The opposition team due to arrive in Switzerland on Tuesday is headed by Ahmed Jarba, leader of the opposition National Coalition, which only agreed to attend at the last minute and nearly pulled out on Monday over Ban's invitation to Iran.

On the rebel side, the talks could increase the already ferocious internal strife among rival factions. The conference is being boycotted by the powerful Sunni Islamist factions that control territory inside Syria. They have denounced the exiled political opposition as traitors for attending.

The main ethnic Kurdish faction, which controls a large swathe of the northwest, has not been invited.


The UN secretary-general arrived in Geneva on Tuesday ahead of the talks, having nearly torpedoed them with his botched invitation to Iran.

His aides shielded him from journalists' questions about the affair, which ended with a dispute over whether Iran had agreed to pre-conditions to attend.

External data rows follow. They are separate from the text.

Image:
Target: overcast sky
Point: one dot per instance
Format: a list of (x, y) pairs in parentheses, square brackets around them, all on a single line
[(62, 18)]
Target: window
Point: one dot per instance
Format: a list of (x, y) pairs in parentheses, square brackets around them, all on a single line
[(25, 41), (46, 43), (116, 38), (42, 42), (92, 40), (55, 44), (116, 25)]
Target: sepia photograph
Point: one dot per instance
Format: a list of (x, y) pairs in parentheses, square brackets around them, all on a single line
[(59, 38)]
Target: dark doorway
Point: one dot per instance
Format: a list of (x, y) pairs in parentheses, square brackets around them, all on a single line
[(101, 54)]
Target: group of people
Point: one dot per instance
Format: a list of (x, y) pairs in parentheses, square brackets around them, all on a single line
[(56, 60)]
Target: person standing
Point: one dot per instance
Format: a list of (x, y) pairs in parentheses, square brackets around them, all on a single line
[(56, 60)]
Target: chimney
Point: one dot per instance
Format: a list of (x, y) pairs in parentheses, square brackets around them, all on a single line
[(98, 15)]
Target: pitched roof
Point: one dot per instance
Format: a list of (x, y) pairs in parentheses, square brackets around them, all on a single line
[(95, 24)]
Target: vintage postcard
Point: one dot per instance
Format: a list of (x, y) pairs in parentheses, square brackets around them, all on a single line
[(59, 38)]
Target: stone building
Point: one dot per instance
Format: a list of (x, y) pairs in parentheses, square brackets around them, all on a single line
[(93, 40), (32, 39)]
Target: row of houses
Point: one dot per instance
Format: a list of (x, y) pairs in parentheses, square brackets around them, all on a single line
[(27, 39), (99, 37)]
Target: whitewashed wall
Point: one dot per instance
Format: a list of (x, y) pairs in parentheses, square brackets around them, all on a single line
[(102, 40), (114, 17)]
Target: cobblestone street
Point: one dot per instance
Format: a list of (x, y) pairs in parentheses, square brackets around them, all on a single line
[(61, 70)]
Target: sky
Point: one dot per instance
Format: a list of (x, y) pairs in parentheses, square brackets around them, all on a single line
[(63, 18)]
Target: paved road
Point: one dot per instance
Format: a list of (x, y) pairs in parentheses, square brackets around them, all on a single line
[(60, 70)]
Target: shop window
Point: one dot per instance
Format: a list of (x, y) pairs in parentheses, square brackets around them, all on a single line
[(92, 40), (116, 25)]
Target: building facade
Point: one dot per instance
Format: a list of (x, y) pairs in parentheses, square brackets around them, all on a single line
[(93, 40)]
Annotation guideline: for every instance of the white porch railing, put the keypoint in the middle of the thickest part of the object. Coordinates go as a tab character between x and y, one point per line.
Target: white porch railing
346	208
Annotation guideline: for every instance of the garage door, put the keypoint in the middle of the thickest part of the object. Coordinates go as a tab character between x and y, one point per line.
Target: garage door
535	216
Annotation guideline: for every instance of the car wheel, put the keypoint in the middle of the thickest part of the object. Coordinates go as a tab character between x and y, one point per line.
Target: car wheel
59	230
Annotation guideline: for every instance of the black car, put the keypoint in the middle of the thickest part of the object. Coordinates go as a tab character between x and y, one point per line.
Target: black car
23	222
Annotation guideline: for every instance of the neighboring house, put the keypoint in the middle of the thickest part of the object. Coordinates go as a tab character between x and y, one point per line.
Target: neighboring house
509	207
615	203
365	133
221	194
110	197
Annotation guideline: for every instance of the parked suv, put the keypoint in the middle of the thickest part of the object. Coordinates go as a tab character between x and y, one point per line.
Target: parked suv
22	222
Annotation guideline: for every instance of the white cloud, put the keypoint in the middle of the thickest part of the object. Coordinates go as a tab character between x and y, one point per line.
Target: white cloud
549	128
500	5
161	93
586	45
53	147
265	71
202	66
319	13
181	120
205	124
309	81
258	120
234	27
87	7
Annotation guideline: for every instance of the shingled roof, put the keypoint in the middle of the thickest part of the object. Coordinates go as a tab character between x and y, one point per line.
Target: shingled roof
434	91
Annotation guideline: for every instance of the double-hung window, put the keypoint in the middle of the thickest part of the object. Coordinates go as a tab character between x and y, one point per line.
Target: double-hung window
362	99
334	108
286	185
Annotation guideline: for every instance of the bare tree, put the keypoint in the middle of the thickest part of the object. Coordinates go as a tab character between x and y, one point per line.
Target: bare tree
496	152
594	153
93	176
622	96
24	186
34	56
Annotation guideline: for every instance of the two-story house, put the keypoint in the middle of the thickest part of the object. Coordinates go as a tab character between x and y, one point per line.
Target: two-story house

Western countries have long insisted Tehran sign up to the final statement from the previous Geneva conference in 2012 before it could attend other talks.

Ban said Iran's foreign minister had told him Tehran accepted the 2012 statement, which includes a requirement that Syria set up a transitional government. But Tehran said it had agreed to no such thing. The Syrian opposition threatened to pull out of the conference and Western countries demanded Ban withdraw the invitation.

A Western diplomat described the day as "a real mess" and said Ban had made a gaffe that had almost led to the entire conference being cancelled and replaced with a bilateral meeting between Russia and the United States.

Iranian Deputy Foreign Minister Abbas Araqchi blamed Washington for the confusion. "We had repeatedly said that Iran would not accept any precondition," he told state television.

"We were willing to participate at the Geneva 2 conference, but because of America's illogical persistence on imposing preconditions on Iran, we will not take part."


The bleak humanitarian consequences of the war were illustrated starkly in photographs of the emaciated and abused bodies of detainees, released in a report by London law firm Carter Ruck, hired by Qatar, a supporter of Assad's foes.

The report, by three senior lawyers who have worked for international war crimes tribunals and three forensic experts, said they believed the pictures and the photographer's account were credible evidence Assad's government had systematically tortured and killed as many as 11,000 detainees.

They said they had been shown a cache of 55,000 images, most of which were provided by a source who identified himself as a Syrian police photographer whose job included documenting deaths in Assad's jails on behalf of the authorities.

The man, who sometimes had to photograph 50 bodies a day, had defected with digital copies of the images, and the lawyers believed he was a credible source.

"The bodies he photographed since the civil war began showed signs of starvation, brutal beatings, strangulation and other forms of torture and killing," the lawyers wrote. "In some cases the bodies had no eyes."

One of the authors, Desmond de Silva, former chief prosecutor of a war crimes tribunal for Sierra Leone and one of Britain's top lawyers, said the evidence documented "industrial-scale killing" reminiscent of Nazi death camps.

Syria's war has worsened sectarian conflict across the Middle East, threatening to surge beyond its borders to its neighbours. Assad, a member of the Alawite offshoot of Shi'ite Islam, is backed by Shi'ite Iran and Lebanon's Hezbollah Shi'ite militia. His foes, mainly Sunni Muslims, are backed by Sunni powers Saudi Arabia and Qatar.

The conflict has heightened friction between the West and Russia and threatens to reignite civil wars in neighbouring Iraq - where al-Qaeda-linked Sunni militants allied to those in Syria have seized cities in recent weeks - and Lebanon, which has seen a surge of bombings and assassinations.

Tuesday's suicide bombing killed four people in Haret Harek, a residential neighbourhood of Beirut known as a Hezbollah stronghold. The district was also the target of car bomb earlier this month that killed five people.